The cut won't apply to all 869,000 households receiving food stamps, but only to some homeowners and renters who have a "standard utility allowance" deducted when determining whether they are eligible for food stamps, The Blade reported.
Those families will see a cut in benefits because of how the government calculates utility expenses. A mild winter last year and lower natural gas prices led to a decrease in aid.
The thinking is that lower utility expenses meant families had more money for food.
Ohio's Department of Job and Family Services tried to stop the change but the appeal was denied by the U.S. Department of Agriculture, which oversees the food stamp program.
"This is a federal issue," said Joel Potts, executive director of the job and family services directors' association. "We just think it is going to be really hard on families and individuals.
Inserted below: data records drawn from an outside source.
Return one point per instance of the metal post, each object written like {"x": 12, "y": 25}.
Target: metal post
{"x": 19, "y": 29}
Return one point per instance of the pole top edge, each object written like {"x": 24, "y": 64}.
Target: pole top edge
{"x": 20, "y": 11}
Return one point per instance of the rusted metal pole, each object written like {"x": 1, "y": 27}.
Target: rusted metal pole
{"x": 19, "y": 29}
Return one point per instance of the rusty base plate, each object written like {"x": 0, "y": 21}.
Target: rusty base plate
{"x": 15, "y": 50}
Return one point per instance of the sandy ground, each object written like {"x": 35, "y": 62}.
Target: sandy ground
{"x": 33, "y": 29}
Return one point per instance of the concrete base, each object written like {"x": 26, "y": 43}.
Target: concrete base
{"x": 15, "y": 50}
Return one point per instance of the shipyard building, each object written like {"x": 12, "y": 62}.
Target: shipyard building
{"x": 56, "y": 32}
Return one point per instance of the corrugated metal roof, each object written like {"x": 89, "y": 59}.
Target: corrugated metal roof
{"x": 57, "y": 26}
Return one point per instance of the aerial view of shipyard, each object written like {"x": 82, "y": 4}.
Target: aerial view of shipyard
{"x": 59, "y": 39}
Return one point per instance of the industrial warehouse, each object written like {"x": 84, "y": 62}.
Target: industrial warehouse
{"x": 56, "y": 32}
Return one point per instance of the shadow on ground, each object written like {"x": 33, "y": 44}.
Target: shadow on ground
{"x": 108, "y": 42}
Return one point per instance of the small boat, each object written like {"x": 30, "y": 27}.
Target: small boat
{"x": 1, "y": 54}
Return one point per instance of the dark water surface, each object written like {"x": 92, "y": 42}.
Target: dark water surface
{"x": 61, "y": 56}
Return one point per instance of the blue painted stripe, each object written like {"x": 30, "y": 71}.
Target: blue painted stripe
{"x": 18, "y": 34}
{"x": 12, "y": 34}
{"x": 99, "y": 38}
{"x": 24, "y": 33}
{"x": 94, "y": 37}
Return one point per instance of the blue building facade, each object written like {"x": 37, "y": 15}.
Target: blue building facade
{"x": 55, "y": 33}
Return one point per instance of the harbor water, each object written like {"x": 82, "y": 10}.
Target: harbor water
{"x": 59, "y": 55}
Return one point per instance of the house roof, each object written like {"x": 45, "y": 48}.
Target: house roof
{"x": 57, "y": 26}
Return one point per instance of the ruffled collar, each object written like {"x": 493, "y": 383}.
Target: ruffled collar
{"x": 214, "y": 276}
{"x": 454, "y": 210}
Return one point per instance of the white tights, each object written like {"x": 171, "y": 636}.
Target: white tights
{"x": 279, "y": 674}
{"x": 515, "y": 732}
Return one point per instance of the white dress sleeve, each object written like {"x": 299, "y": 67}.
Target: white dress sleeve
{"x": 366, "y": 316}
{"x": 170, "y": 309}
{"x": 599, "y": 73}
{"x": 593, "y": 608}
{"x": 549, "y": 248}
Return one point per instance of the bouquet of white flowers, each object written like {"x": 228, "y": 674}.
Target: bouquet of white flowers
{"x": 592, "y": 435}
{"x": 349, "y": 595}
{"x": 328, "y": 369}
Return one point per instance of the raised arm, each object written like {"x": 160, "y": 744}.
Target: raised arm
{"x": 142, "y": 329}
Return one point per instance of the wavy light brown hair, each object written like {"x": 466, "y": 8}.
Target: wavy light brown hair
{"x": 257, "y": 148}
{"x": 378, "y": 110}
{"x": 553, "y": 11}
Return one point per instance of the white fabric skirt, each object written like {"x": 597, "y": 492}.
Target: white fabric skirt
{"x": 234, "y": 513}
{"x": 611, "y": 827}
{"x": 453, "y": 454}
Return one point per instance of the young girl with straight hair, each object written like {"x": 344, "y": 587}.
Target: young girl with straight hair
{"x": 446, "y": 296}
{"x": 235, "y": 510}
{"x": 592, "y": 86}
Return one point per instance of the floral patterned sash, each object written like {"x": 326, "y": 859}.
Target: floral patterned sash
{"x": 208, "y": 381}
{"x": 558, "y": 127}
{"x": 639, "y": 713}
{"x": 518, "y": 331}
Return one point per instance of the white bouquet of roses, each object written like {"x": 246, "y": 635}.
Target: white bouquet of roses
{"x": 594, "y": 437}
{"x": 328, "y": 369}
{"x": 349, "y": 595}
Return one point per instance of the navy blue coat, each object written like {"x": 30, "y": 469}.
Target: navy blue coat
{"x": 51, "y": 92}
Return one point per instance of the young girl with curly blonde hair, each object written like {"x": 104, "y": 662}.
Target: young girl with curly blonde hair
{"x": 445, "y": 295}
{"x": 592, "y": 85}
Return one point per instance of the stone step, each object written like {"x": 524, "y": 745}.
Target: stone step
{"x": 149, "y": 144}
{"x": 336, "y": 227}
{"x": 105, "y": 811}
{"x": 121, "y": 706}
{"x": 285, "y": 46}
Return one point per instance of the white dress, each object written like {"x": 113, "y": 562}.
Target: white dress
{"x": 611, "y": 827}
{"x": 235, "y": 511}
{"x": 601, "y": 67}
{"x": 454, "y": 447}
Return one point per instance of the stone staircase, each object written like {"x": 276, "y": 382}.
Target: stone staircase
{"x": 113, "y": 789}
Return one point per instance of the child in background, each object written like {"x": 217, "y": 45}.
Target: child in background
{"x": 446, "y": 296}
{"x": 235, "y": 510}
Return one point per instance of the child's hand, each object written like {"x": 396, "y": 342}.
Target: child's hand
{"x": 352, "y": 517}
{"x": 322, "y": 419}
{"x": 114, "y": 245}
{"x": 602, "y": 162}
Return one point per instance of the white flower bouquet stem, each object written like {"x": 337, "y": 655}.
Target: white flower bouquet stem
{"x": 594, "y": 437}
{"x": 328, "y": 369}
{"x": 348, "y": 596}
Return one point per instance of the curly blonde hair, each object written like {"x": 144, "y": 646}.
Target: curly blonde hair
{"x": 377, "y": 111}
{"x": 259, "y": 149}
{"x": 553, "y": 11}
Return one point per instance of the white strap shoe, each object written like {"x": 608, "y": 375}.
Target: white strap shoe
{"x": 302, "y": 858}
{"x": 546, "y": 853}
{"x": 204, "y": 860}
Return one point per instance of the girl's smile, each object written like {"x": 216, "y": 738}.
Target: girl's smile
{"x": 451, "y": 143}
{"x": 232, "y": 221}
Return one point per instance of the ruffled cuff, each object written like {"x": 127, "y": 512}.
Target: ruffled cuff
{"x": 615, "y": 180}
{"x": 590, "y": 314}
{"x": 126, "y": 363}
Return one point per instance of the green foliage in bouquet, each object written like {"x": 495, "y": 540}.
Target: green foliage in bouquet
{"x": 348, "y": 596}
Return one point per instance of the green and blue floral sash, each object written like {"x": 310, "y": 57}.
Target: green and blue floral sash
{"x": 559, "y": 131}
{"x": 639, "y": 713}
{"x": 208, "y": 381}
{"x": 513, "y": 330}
They will see significantly less money starting in January."
The state appealed the change because many families that will see a reduction don't even use natural gas to heat their homes and instead use fuel oil or propane and didn't see a cost savings, said Ben Johnson, a spokesman for the job and family services department.
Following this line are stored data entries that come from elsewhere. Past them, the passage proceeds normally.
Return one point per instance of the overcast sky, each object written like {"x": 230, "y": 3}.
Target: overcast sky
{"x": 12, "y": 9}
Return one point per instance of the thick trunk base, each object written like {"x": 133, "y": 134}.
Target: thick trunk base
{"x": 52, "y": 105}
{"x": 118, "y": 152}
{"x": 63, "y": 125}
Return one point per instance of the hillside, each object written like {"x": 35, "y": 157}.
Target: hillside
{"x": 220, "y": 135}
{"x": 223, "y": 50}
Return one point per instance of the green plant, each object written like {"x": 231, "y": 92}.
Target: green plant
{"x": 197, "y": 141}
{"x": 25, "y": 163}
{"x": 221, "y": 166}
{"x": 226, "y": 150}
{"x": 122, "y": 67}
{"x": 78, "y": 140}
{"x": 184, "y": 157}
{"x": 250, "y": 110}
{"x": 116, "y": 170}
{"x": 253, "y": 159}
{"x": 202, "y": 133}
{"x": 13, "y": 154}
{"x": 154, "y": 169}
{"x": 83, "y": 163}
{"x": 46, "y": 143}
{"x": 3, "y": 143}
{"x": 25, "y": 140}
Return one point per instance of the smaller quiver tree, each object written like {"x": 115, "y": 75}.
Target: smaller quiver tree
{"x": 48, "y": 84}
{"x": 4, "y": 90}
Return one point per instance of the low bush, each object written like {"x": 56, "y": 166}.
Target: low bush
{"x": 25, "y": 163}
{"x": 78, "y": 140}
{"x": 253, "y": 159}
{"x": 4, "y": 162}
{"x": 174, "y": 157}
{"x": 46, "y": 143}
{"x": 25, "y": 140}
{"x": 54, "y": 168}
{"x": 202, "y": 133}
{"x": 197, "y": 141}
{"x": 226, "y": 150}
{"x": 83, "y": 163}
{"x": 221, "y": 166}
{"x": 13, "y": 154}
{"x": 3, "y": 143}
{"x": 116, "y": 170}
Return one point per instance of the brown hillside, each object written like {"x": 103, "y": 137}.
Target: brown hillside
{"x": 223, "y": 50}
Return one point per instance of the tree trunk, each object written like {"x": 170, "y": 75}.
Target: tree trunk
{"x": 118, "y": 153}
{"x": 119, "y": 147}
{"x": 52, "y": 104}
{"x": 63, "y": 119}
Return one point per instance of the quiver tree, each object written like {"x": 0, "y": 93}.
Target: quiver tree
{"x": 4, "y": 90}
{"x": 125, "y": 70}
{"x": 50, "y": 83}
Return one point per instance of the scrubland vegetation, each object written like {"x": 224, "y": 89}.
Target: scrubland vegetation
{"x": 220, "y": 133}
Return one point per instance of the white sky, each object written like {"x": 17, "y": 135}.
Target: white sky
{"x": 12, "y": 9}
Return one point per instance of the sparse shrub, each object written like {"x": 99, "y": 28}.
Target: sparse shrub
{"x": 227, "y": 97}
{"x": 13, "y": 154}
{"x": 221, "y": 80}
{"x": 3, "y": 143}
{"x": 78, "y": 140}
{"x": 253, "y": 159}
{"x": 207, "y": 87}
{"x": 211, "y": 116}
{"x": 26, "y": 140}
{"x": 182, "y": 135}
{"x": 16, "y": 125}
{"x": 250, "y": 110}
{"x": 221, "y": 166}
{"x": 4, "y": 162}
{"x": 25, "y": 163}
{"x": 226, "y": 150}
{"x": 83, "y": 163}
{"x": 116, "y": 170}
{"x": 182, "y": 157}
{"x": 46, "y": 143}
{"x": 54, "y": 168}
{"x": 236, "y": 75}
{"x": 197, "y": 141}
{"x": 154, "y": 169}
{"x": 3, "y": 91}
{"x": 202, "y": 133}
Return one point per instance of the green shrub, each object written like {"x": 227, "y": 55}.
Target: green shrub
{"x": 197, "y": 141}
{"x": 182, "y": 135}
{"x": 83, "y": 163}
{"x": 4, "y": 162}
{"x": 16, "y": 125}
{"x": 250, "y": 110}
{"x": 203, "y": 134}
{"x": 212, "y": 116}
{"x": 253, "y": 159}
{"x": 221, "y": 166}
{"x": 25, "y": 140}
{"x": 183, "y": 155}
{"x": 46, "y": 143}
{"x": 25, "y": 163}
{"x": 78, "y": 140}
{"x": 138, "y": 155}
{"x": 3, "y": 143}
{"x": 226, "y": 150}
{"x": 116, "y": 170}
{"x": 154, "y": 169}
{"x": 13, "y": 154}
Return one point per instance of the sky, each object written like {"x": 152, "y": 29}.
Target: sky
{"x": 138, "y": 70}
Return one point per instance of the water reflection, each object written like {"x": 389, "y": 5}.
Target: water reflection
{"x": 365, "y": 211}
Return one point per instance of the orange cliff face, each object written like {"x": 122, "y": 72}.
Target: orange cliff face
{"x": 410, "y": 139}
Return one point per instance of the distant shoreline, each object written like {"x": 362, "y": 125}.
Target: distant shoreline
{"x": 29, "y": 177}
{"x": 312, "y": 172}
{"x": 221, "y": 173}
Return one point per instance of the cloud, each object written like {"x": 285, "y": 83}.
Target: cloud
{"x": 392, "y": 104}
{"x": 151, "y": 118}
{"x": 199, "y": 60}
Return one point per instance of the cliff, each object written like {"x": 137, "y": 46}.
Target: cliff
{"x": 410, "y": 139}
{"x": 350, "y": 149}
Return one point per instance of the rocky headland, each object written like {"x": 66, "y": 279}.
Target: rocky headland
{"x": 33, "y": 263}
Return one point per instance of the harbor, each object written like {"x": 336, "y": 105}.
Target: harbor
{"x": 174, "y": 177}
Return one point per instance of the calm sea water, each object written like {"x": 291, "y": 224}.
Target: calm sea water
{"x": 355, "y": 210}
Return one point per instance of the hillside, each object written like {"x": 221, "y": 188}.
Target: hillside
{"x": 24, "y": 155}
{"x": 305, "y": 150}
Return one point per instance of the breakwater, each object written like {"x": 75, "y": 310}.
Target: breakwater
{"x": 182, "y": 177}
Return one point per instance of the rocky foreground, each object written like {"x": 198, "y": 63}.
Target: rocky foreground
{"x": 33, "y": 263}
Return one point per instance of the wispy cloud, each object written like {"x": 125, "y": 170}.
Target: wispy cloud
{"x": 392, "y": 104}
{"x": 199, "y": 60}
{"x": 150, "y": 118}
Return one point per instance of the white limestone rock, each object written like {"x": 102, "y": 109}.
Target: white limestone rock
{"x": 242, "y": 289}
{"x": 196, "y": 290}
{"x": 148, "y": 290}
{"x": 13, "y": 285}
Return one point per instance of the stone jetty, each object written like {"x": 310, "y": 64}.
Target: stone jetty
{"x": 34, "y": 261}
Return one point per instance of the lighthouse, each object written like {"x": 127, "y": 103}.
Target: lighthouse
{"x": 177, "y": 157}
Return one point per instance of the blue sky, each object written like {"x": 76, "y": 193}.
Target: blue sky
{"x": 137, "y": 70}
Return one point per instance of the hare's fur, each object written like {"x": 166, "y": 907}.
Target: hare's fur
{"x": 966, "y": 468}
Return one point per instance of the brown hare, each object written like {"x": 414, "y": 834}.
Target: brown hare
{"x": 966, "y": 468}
Plus, many people still rely on food assistance at a time when the nation is coming out of the recession, he said.
"They are going to increase hunger among our most vulnerable — working families, seniors, children, and persons with disabilities," said Lisa Hamler-Fugitt, executive director of the Ohio Association of Foodbanks.
Some seniors or people with disabilities who have a low benefit amount could lose all their monthly assistance, she said.
Jack Frech, director of the Athens County Department of Job and Family Services in southeastern Ohio, said the reduction will cause hardship.
"Fifty dollars would be devastating," he said. "These are folks that have already fallen off the fiscal cliff."
The average food-stamp recipient receives $138 per person, per month, according to state statistics.
"It will put a strain on all organizations that provide emergency food. We're going to have to find alternatives. We can't pull food or money out of thin air," the Rev. Steve Anthony executive director of Toledo Area Ministries, which runs a program with 13 food pantries in the Toledo area.